Sister Cordelia said with a sigh, as she unconsciously repeated Willy’s exact words the next day. “They’ve given me a deadline-January 1st-and Inspector Pablo Torres told me he was already breaking every rule in the book to stretch it that far.”
It was one o’clock, and after a Mass of Resurrection, Bessie Durkin had been lowered into her final resting place, alongside three generations of Durkins in Calvary Cemetery.
Willy and Alvirah, Sister Cordelia and her assistant, Sister Maeve Marie, who was a twenty-nine-year-old former NYPD policewoman, and Monsignor Thomas Ferris were at the table in Bessie’s townhouse, enjoying the Virginia ham, homemade potato salad and sourdough biscuits prepared by Kate.
“Is there anything else I can get anyone?” Kate asked meekly before she took her place at the table.
“Kate, sit down,” Alvirah ordered. She turned to Cordelia. “What are the specific problems that are so terrible, Cordelia?” she asked.

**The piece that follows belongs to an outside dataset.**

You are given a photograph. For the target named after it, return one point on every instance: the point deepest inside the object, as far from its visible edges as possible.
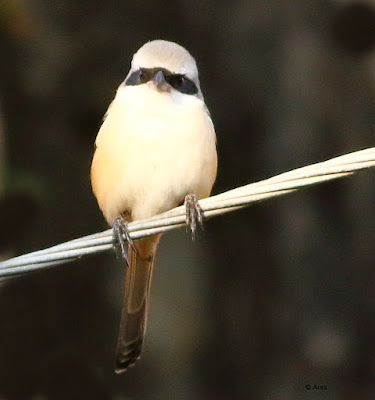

For a moment the troubled frown on the face of the seventy-year-old nun disappeared. Cordelia’s eyes softened as she looked at her sister-in-law and smiled. “It’s nothing even you can fix, Alvirah. We have thirty-six kids, ages six to eleven, who come to us after school. I asked Pablo if he’d rather have them on the streets. I asked him what we’re doing wrong. We give them a snack. We’ve rounded up some trustworthy high school kids who help them with their homework and play games with them. There are always adult volunteers in the thrift shop, so there’s plenty of supervision at all times. The kids’ mothers or fathers pick them up by six-thirty. We don’t charge anything, of course. The nurses at the schools have checked any kids we take in. They’ve never complained about anything.”